ちょっと出入りがひどいけど―礒山雅 「モーツァルト」(その2)

時事の話題を優先させたので、日があいたけれど、礒山雅「モーツァルト」の感想の2回目。

71mMblyTkfL.jpg 本書では、モーツァルトの晩年の生活ぶりについても、通説(俗説)への批判が書かれている。
これも私のもっていた先入観をくつがえすのに十分なものだった。
私の、そして多くの人がもっている先入観とは、

モーツァルトは貧乏のあげく、体と頭脳を酷使しすぎて、早死してしまい、犬のように葬られた。

というものである。

恥かしながら、私も、モーツァルトは不遇な晩年を過ごしたとなんとなく思っていた。
なにしろ、最後の年は、KV595のピアノ協奏曲ではじまり、レクイエムで終わる。
ゴホゴホと咳き込みながら、寒い部屋で体に鞭を打ってレクイエムの作曲に臨む姿、そういうイメージ。

主要な曲は、快活さからは程遠いものが多いということがあるのかもしれない。
アヴェ・ヴェルム(KV617)は言うに及ばず、(バセット)クラリネット協奏曲(KV622)、魔笛(KV620)。

また、晩年は作品数が少ないという印象もある。
実際には少ないわけではない。30年間で600曲、つまり年間20曲のペースと考えれば通常通りと言って良いのだけれど、数から言えば、舞曲やフリーメーソン用などの小品が多くて、片手間仕事?の印象があり、名作がひしめきあう時期からすればさびしく感じるわけだ。
ところが、それも単なる目録のトリックにすぎない。オペラは2曲も書いている。とんでもなく労力がかかるものを2つも作っているわけだ。

ただ、「魔笛」はジングシュピールで、ブッファと違ってレチタティーヴォがないから、作曲量は少ないのかもしれない。

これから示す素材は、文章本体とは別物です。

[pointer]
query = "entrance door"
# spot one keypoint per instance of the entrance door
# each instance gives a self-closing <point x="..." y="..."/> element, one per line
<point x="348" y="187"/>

「ティトゥス」は手抜きとも言うけれど(当時は人気だったらしいが)。

そして、本書では、この年、宮廷楽長として舞曲などの作曲を仕事としてこなしており、教会にも無給とはいえ居場所を得て、次の仕事に向けて準備を怠っていない姿が描かれる。

最晩年も、充実した仕事ぶりではないだろうか。

■モーツァルトの年収
年代収入(グルデン)
17811084~1284
17822174~3074
17831892~2408
17843720
17852950
17862604~3704
17873321
17881385~2060
17891483~2158
17901850~3255
17913672~5672
(メイナード・ソロモンによる推定)
もちろんモーツァルトは健康優良児ではない。無理がきく体ではなかったと思う。
しかし、長の患いで病の床についていたというわけではない、朝早くから仕事(作曲)をし、昼間はレッスンや付き合いで忙しくしていたのだ。

著者は、今までのモーツァルト研究の成果を引用して、モーツァルト窮乏説を否定している。
600フローリン(グルデン)あれば普通の生活ができたという。
収入はちゃんとあるわけだ、それも普通の音楽家以上に。
浪費、それはあっただろう。しかし、赤貧生活をしていたわけではない。
借金の申し込みの手紙がいくつも残っているけれど、食うに困っての借金ではないようだ。

死後に莫大な借金があったという噂もあるが、1桁ぐらい過大に宣伝されていたらしい。


この単純な事実からして、憐れむべき晩年を過ごしたモーツァルトというイメージは間違いだといえそうだ。
ちょっと出入りがひどい生活をしていたけれど、それができるということは、窮乏生活を強いられていたということではなさそうである。